En revanche, il est possible qu’on soit confronté à un nouveau variant plus contagieux mais moins virulent. Les experts au niveau international n’excluent pas, quoique peu probable, l’hypothèse d’une nouvelle souche beaucoup plus grave que ses prédécesseurs. En revanche, le scénario d’extinction est tout aussi crédible comme ce fut le cas pour le SARS en 2003.


- Omicron a-t-il contribué à renforcer l’immunité collective au Maroc ?

- Oui, effectivement, pour la simple raison qu’il est très transmissible avec un R0 de 10, soit deux fois plus la reproduction de Delta. Il est clair qu’Omicron a contribué à améliorer le niveau de l’immunité à l’échelle de la population.


- Le Molnupiravir s’est-il avéré efficace après son usage au Maroc ?

- Jusqu’à présent, il n’y a pas eu d’études d’efficacité, mais en gros le médicament a été administré convenablement. Nous n’avons pas reçu de réclamations concernant des effets secondaires. Je rappelle que le Molnupiravir n’a pas été utilisé massivement puisque nous n’avons reçu qu’une faible quantité, environ 30.000 boîtes. Il a été prescrit en général pour les personnes vulnérables et âgées.

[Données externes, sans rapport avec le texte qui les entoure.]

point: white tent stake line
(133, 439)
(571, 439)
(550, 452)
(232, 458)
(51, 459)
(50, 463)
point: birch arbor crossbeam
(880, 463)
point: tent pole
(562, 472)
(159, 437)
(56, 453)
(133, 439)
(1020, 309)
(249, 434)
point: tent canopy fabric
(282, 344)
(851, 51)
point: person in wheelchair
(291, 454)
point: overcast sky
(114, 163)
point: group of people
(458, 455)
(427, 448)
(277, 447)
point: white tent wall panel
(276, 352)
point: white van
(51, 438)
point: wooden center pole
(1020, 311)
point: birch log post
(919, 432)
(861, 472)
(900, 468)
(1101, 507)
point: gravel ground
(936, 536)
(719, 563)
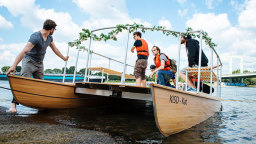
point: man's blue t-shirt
(37, 53)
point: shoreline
(22, 129)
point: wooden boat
(175, 110)
(42, 94)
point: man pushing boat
(32, 55)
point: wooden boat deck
(205, 73)
(111, 72)
(113, 90)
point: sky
(230, 23)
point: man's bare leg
(183, 76)
(13, 108)
(138, 81)
(144, 82)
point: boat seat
(205, 74)
(111, 72)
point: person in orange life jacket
(141, 47)
(192, 48)
(163, 70)
(153, 67)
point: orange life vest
(143, 50)
(167, 65)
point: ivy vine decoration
(205, 37)
(86, 34)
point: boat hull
(42, 94)
(176, 110)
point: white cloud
(247, 18)
(182, 12)
(181, 1)
(108, 9)
(166, 23)
(32, 16)
(209, 21)
(231, 40)
(209, 4)
(237, 7)
(4, 24)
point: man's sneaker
(191, 90)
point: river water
(133, 122)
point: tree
(71, 69)
(18, 68)
(5, 69)
(57, 71)
(82, 71)
(48, 71)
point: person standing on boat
(32, 55)
(192, 48)
(141, 47)
(163, 67)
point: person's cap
(152, 67)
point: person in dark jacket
(192, 48)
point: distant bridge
(238, 77)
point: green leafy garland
(86, 34)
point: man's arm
(57, 52)
(22, 54)
(159, 68)
(133, 48)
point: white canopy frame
(219, 64)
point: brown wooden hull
(43, 94)
(177, 110)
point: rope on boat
(39, 94)
(236, 100)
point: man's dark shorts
(140, 68)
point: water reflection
(129, 121)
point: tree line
(247, 81)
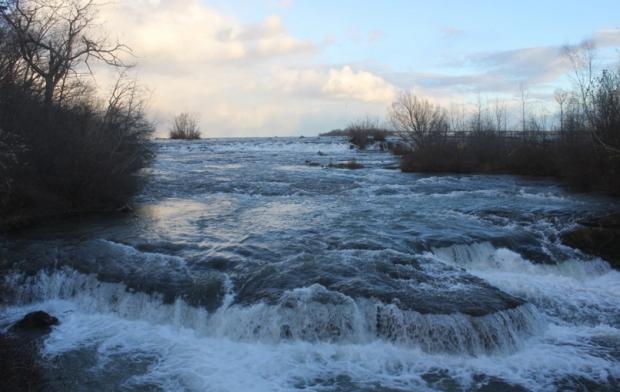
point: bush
(62, 150)
(365, 132)
(185, 127)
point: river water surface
(249, 265)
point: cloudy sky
(292, 67)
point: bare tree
(524, 94)
(501, 115)
(55, 39)
(456, 118)
(592, 91)
(185, 126)
(560, 97)
(417, 120)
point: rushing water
(249, 265)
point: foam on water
(571, 290)
(215, 213)
(305, 314)
(188, 361)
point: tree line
(583, 150)
(63, 148)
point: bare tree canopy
(417, 120)
(185, 126)
(56, 41)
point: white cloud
(245, 79)
(359, 85)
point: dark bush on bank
(63, 149)
(365, 132)
(185, 127)
(584, 152)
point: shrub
(62, 149)
(365, 132)
(185, 126)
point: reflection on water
(245, 268)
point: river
(249, 265)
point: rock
(35, 322)
(125, 209)
(598, 237)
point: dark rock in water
(19, 369)
(598, 237)
(38, 321)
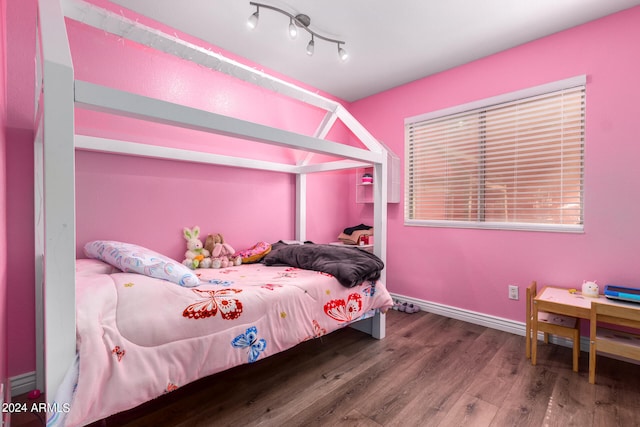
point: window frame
(577, 81)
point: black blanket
(351, 266)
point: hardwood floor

Nous avons un protocole thérapeutique assez riche et diversifié, les malades peuvent prendre le Molnupiravir ou l’Azithromycine, en plus des vitamines.


- Selon l’expérience accumulée, l’immunité naturelle est-elle meilleure que celle acquise par le vaccin ?

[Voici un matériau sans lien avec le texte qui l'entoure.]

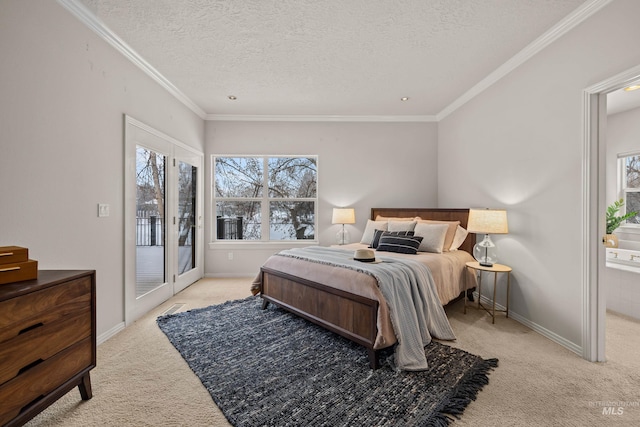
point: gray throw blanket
(410, 292)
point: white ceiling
(328, 57)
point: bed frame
(352, 316)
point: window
(260, 198)
(629, 166)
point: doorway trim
(594, 205)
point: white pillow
(370, 229)
(401, 225)
(433, 236)
(461, 235)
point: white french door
(163, 203)
(187, 218)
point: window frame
(623, 190)
(264, 201)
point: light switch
(103, 209)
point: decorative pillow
(433, 236)
(371, 227)
(378, 234)
(392, 218)
(451, 231)
(399, 244)
(401, 225)
(461, 235)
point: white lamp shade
(343, 216)
(487, 221)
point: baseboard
(110, 333)
(230, 275)
(535, 327)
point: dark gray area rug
(271, 368)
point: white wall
(63, 95)
(518, 145)
(360, 165)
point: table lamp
(487, 221)
(343, 216)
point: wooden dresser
(47, 341)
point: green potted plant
(614, 221)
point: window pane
(632, 164)
(291, 220)
(238, 220)
(292, 177)
(633, 204)
(238, 176)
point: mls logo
(612, 410)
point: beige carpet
(141, 380)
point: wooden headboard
(461, 215)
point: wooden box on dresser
(47, 341)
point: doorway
(163, 213)
(594, 207)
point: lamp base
(485, 252)
(342, 237)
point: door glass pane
(186, 216)
(150, 220)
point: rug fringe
(466, 392)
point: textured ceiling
(328, 57)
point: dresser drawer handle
(30, 365)
(30, 328)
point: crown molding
(554, 33)
(81, 12)
(316, 118)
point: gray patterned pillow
(399, 244)
(378, 233)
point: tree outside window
(265, 198)
(630, 191)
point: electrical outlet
(103, 209)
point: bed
(349, 302)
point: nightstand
(495, 269)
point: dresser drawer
(45, 306)
(18, 271)
(39, 344)
(25, 390)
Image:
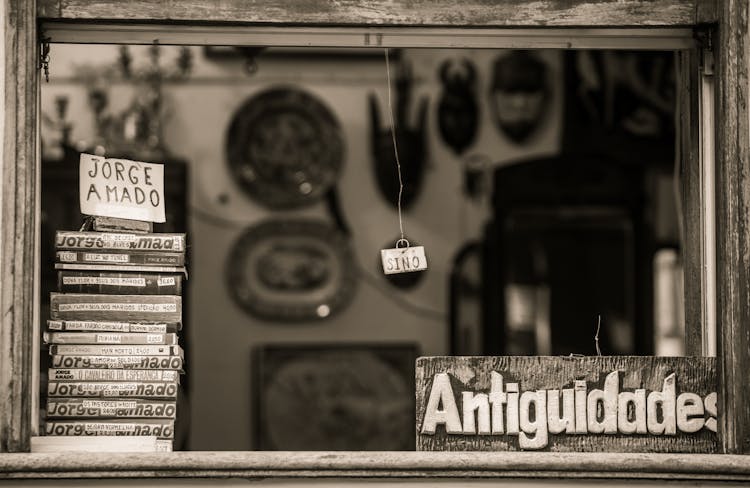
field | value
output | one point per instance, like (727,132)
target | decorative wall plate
(285,147)
(292,270)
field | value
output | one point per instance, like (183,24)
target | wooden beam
(601,13)
(733,223)
(465,467)
(18,223)
(688,91)
(663,39)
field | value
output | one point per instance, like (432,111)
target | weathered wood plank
(601,13)
(567,404)
(414,465)
(733,223)
(17,223)
(689,148)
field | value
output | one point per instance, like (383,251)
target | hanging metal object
(44,57)
(458,113)
(518,94)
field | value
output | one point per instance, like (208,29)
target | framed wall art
(328,397)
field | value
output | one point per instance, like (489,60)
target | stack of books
(113,339)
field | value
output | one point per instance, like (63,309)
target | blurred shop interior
(543,185)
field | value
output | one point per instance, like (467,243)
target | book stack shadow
(113,340)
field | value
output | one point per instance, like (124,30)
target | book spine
(126,338)
(103,282)
(114,350)
(126,258)
(118,268)
(117,362)
(77,240)
(88,408)
(164,445)
(100,389)
(107,224)
(150,308)
(64,374)
(103,326)
(161,428)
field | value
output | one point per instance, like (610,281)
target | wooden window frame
(382,22)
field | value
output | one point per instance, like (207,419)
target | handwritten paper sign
(584,404)
(403,259)
(121,188)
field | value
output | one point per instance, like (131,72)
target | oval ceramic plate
(285,147)
(292,270)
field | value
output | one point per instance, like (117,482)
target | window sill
(256,464)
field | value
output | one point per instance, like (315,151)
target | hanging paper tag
(403,259)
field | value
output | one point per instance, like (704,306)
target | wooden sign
(403,259)
(121,188)
(567,404)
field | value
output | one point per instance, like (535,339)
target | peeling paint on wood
(17,223)
(601,13)
(733,222)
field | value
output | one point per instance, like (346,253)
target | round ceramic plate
(285,147)
(292,270)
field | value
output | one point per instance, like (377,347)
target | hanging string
(402,240)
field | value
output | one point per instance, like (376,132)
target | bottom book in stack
(112,384)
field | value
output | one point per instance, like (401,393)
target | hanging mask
(410,141)
(518,94)
(457,110)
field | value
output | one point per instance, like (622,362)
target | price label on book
(121,188)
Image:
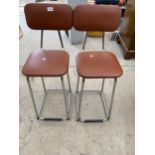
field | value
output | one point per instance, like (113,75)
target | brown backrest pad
(48,16)
(96,17)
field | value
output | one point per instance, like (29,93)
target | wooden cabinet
(126,38)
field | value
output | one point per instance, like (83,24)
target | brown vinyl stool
(96,64)
(48,63)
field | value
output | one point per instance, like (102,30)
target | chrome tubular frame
(41,39)
(84,42)
(67,99)
(61,42)
(79,95)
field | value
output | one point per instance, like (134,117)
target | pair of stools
(55,63)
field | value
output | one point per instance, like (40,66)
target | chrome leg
(102,85)
(41,41)
(102,40)
(112,98)
(84,43)
(77,85)
(32,96)
(60,39)
(69,84)
(43,84)
(65,96)
(80,100)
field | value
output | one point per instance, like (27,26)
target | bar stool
(48,63)
(96,64)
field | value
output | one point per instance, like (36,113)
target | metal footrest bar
(79,95)
(78,108)
(55,118)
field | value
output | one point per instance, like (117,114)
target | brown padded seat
(43,16)
(47,63)
(96,17)
(98,65)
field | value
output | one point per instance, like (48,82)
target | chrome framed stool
(96,64)
(49,63)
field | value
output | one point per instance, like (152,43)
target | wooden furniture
(127,31)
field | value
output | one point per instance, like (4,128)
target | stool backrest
(41,16)
(96,17)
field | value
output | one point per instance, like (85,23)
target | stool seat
(47,63)
(98,65)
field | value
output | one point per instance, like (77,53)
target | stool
(48,63)
(96,64)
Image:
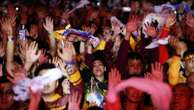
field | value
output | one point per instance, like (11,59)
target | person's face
(135,66)
(33,31)
(6,96)
(181,100)
(190,81)
(189,65)
(134,95)
(98,68)
(49,88)
(135,6)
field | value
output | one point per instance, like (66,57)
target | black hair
(44,66)
(99,55)
(187,53)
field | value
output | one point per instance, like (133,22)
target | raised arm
(48,25)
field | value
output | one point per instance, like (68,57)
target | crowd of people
(96,55)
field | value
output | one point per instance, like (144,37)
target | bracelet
(75,78)
(70,62)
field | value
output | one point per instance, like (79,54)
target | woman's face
(6,96)
(98,68)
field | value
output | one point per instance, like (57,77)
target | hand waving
(171,20)
(48,25)
(7,25)
(156,72)
(31,53)
(67,53)
(151,30)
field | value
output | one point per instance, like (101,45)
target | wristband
(75,78)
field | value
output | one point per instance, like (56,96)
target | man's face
(135,67)
(134,95)
(98,68)
(181,99)
(6,96)
(49,88)
(189,65)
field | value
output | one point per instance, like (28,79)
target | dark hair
(95,108)
(185,87)
(44,66)
(187,53)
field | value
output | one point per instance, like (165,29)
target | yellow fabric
(75,78)
(174,76)
(132,43)
(59,108)
(101,45)
(58,33)
(52,98)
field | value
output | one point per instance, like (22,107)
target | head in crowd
(182,96)
(135,64)
(6,95)
(189,62)
(50,88)
(190,81)
(99,66)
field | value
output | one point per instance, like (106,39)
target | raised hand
(43,58)
(7,25)
(156,72)
(59,63)
(171,20)
(67,53)
(18,73)
(35,98)
(113,80)
(31,53)
(151,30)
(48,25)
(74,101)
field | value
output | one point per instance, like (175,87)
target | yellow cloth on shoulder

- En pathologie infectieuse, il existe des maladies immunisantes et celles qui ne le sont pas. Par exemple, la rougeole est immunisante pour autant qu’elle ne peut pas réapparaître chez une personne qui en a été atteinte auparavant.

Par contre, la Covid-19 n’est pas immunisante puisqu’il y a le risque de réinfection. L’immunité naturelle acquise par la maladie ne dure pas plus de trois mois. Ce qui est sûr pour le moment, c’est que les pays ayant les meilleures couvertures vaccinales sont ceux qui ont le taux de létalité le plus bas.